資本主義V2.0

ホットワイアードに業界人の交換日記というコーナーがあって、田口ランディ*さんの名前に引っ張られて読んでみたら、他の2人のも面白かった。特に、松山大河という人が面白いことを言っていた。「Linuxを作ったリナス・トーバルズのように『利潤の最大化』に興味の無い人が増えてきたら、資本主義*はどうなるか?」この問題提起自体は私もしているし、他にも口にする人は多いけど、彼はこの問題に資本主義V2.0という絶妙のキャッチフレーズをあてていた。

これには深いものがあると思う。反資本主義というと、かっての共産主義がそうだったように、お金というものを徹底的に敵対視する立場と思われがちだ。しかし、リナスは(そしておそらくこの松山さんという人も)そうではない。ある程度の利潤は追求するけど、「利潤の最大化」を追求しない。ボランティアで無償の貢献をするというと、聞こえはいいけど継続しないことが多い。会社に限らず、ある程度の事業を回していくには、適切な利潤を得ることは必要だ。問題は、「利潤を最大化」しようとすることで、マイクロソフトのように利潤を求める指向性が一定の限度を超えた時に初めて、個人あるいは私企業と社会全体の利益が相反することになる。

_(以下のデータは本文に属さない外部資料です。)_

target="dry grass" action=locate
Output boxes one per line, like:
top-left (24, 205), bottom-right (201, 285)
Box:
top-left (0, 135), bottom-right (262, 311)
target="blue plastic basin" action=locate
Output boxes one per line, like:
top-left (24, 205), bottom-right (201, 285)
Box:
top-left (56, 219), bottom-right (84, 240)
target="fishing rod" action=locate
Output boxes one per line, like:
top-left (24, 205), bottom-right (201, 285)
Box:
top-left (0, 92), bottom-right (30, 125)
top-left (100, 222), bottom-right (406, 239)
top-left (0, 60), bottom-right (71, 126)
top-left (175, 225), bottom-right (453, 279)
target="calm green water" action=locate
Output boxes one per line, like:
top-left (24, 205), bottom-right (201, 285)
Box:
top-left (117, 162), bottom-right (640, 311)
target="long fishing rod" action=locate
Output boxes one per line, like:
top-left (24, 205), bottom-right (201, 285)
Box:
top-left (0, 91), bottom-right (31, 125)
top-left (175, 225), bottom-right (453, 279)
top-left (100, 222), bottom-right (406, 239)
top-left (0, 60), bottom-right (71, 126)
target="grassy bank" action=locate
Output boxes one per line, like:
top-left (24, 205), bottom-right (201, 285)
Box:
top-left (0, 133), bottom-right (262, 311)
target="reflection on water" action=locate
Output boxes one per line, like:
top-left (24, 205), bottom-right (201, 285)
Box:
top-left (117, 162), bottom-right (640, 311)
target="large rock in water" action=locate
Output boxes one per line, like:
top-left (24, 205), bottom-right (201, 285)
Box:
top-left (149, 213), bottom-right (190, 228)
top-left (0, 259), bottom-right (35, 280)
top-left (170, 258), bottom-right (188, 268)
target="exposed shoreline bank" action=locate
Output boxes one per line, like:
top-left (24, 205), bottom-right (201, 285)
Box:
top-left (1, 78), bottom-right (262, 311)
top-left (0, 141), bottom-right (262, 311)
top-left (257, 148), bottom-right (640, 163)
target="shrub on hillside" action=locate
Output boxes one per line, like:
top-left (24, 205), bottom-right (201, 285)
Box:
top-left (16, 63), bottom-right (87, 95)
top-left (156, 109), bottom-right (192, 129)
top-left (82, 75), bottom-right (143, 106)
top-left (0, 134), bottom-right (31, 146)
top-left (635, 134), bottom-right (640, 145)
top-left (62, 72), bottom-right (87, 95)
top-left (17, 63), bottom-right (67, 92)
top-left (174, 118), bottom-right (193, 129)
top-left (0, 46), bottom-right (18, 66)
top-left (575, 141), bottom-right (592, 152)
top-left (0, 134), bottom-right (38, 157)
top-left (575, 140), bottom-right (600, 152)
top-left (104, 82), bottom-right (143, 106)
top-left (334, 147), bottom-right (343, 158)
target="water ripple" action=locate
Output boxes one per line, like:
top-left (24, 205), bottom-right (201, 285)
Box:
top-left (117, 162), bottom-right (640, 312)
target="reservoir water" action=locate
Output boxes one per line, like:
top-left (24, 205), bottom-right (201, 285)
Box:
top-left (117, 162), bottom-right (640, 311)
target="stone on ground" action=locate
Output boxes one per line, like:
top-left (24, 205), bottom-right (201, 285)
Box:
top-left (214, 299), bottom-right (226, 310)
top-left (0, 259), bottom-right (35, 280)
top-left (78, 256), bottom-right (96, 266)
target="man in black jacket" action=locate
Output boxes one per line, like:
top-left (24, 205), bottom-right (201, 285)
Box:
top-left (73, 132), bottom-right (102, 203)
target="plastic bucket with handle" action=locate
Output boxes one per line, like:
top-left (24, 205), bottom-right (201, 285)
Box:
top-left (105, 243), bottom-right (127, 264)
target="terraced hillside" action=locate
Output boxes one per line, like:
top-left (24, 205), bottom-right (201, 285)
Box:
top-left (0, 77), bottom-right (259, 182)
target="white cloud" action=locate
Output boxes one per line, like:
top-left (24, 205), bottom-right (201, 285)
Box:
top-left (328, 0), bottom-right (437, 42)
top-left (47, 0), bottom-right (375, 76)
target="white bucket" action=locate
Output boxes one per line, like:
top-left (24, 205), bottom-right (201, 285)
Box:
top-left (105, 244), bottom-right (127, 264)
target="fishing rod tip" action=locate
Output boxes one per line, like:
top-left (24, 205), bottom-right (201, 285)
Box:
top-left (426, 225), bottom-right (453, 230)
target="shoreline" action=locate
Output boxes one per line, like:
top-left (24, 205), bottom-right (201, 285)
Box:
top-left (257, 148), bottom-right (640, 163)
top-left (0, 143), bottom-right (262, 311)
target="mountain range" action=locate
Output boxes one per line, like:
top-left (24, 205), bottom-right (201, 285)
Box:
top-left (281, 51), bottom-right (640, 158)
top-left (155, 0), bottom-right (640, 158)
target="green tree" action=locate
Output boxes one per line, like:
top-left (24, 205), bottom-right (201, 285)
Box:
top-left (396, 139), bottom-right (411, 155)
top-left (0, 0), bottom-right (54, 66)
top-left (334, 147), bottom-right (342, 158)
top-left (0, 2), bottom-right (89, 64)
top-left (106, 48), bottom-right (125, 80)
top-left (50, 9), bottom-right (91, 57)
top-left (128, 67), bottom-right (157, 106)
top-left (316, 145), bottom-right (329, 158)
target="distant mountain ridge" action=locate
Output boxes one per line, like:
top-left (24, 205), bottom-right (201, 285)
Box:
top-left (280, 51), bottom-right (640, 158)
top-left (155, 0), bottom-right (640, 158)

共産主義は、度合いを無視して全ての「利潤の追求」を否定した所に無理があった。しかし、資本主義V2.0は「利潤の最大化」を否定するけど、利潤の追求そのものは否定しない。「適切な利潤」と「利潤の最大化」の間に線を引くのだ。

資本主義V2.0仕様の会社や人は増えている。個人にとっては、V1.0(利潤最大化)との違いは少なく移行のコストは小さいから、これから加速度的に増え続けるだろう。しかし、マクロな経済や社会の仕組みは相当大きく変わる。社会にとってはV2.0のインパクトは大きい。